Le hamster accélérait. L’éléphant grossissait.

« Je n’étais pas capable et j’étais de plus en plus fatigué. Je me tapais des 12 à 15 heures de sommeil. Je procrastinais sur beaucoup de choses. »

Il a dû en convenir.

« Il est temps de faire un changement d’huile. »

Il s’est donc engagé dans une série de rencontres avec sa psychologue, qui ont peu à peu éclairci l’horizon.

« Ça ne veut pas dire que je dois continuer à y aller toutes les semaines, explique-t-il. Mais je dois y aller une fois de temps en temps. Je vais prendre un rendez-vous avec elle pendant quelques semaines et je vais évacuer. Trouver d’autres moyens. »

D’autres moyens ?

Son comité consultatif y a vu, là aussi.

« Mon avocat m’a dit : “Eille, Fred, je pense que tu as besoin d’un coach pour te remettre en forme…” »

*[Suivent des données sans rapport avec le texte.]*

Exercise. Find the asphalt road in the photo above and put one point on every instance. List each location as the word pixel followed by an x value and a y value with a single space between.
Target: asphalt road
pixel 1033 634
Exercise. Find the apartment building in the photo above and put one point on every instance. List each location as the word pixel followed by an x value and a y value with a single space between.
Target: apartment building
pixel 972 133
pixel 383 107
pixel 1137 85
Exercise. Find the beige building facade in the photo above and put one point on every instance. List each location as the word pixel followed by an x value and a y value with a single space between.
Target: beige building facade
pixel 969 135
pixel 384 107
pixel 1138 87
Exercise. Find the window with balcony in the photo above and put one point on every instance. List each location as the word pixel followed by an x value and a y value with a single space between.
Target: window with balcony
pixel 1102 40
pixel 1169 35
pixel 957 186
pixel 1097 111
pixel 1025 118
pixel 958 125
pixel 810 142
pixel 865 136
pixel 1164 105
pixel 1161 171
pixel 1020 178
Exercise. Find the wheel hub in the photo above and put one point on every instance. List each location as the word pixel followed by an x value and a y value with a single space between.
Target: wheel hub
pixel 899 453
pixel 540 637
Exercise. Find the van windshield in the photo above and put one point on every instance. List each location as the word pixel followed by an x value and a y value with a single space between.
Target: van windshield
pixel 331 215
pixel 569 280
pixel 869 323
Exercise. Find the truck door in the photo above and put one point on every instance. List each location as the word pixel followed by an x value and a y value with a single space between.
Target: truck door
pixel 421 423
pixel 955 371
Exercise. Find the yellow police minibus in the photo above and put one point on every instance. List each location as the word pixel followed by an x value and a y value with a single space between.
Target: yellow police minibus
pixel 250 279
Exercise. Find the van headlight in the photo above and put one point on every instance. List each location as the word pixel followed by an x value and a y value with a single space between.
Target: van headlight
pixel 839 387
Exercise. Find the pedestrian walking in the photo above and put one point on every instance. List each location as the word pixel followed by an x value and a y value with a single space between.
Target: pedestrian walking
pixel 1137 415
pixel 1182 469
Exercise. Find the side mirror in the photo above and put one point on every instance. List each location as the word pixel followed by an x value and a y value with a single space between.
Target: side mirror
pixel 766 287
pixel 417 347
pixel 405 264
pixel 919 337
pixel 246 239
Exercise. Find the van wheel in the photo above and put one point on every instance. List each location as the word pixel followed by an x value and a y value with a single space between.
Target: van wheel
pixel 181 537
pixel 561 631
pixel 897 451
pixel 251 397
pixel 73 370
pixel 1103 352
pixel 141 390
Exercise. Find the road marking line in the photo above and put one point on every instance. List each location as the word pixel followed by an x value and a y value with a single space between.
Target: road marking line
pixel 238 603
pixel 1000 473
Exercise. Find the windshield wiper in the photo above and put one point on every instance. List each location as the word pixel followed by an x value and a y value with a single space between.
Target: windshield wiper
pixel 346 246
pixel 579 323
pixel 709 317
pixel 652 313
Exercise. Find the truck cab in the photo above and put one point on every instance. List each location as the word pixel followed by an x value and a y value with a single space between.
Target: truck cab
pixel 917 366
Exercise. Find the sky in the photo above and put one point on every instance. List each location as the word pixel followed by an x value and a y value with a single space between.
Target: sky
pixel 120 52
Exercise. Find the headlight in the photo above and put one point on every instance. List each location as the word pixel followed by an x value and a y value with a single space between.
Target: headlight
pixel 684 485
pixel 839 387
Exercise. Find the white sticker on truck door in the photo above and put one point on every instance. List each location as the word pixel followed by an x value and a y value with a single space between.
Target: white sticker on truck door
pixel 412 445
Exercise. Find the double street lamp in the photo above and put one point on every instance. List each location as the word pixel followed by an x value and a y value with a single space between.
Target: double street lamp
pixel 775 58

Il a engagé une entraîneuse et a casé les séances dans son horaire – seule façon de se donner du temps.

« Pour moi, malheureusement, courir ne fait pas arrêter le hamster, mais avec un coach qui me fait forcer autrement, je n’ai pas le temps de penser à autre chose. »

Le colosse se relève.

« Je me considère chanceux parce que je suis passé par là, et je sais ce que c’est, constate-t-il. Mais j’aimerais ça, des fois, pouvoir en aider quelques-uns, juste dire : “Écoute, il y a une oreille ici, appelle-moi, on va aller prendre un café.” »

Un bon gars…

« J’essaie d’être un bon gars pour tout le monde, rétorque-t-il. Incluant moi-même. »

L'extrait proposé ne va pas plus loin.